Harland and Wolff had a longstanding partnership with White Star Line, and are best known for their biggest embarrassment: The Titanic. However, her sister ship Olympic served admirably, with a career spanning a quarter of a century. The third sister Britannic, however, was unfortunate enough to have suffered a hit from a German mine while serving as a hospital ship in the Aegean Sea. The yard spent the rest of the war constructing warships for the Admiralty, and then proceeded after the war to churn out mercantile tonnage as quickly as possible to replace that lost during the war. Alas, the yards were bombed heavily during 1941, and due to the fact that 60% of the yard had been destroyed, took two years to get back up to speed.

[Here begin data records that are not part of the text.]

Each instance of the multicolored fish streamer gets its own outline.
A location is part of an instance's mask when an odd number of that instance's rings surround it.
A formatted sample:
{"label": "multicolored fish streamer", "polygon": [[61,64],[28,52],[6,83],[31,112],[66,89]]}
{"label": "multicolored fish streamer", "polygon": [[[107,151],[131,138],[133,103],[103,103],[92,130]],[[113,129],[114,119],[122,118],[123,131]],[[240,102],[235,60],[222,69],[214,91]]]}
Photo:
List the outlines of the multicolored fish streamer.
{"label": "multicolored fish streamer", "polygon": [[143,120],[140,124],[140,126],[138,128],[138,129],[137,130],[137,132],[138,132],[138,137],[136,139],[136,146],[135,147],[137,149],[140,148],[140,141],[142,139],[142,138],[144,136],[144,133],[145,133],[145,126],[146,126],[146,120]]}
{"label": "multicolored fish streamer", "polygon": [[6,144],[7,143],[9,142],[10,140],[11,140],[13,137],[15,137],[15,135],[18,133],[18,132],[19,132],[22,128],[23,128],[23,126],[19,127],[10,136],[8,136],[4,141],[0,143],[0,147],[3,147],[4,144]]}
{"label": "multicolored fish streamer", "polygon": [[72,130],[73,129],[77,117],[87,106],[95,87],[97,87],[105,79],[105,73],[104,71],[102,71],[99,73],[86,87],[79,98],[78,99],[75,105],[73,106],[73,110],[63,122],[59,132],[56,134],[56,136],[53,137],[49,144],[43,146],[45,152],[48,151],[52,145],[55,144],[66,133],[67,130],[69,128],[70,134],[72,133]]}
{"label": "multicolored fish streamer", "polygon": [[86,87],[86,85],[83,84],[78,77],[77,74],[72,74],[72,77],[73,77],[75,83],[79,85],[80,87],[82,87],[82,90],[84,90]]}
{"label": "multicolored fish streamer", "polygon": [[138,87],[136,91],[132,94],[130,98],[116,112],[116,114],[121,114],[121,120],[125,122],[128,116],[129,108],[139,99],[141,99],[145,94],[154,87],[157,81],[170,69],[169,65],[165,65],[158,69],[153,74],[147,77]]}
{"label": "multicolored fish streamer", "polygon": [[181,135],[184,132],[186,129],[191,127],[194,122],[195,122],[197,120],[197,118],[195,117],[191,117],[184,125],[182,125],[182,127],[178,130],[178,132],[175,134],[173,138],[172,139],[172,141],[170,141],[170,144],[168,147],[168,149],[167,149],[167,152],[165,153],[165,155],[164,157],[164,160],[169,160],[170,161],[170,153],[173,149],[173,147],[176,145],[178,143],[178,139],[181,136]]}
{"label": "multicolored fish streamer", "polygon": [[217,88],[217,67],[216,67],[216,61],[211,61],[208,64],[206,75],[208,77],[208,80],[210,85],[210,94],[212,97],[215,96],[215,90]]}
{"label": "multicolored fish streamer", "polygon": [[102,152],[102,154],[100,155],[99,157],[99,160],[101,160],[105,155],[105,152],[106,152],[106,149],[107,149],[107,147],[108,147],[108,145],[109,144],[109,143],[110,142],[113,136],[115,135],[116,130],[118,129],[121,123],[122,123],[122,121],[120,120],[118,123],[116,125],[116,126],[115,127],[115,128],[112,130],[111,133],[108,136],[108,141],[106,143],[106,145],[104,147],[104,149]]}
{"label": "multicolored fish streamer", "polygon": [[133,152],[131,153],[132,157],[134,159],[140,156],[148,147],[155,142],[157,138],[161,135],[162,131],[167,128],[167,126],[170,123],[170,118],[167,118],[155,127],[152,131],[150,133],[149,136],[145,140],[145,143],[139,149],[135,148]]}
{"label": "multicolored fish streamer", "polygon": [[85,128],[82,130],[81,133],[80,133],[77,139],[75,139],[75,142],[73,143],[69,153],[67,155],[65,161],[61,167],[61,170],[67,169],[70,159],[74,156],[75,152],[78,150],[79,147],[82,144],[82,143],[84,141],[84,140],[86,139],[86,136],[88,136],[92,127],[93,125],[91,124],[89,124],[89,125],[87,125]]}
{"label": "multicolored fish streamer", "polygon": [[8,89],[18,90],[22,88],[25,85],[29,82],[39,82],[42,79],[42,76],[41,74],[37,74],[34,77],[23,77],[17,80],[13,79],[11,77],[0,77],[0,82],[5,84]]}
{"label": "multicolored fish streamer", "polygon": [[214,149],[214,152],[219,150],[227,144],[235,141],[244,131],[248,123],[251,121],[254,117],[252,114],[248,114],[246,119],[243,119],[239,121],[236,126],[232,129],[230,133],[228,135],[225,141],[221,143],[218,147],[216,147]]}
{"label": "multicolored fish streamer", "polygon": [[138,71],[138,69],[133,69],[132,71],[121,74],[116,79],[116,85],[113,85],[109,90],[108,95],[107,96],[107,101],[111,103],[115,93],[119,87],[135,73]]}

Other famous or pioneering vessels to come out of the yard were the aircraft carrier HMS Eagle, the liner Southern Cross, the first supertanker built in the UK, called Myrina, and the first to find oil in the North Sea, called the Sea Quest. Unfortunately, the company now builds very few actual ships, and only has 25 men working in the shipyards, and have signed away most of their yard area for development to a Norwegian shipping tycoon, Fred Olsen. There doesn't seem to be much chance of a revival for H&W.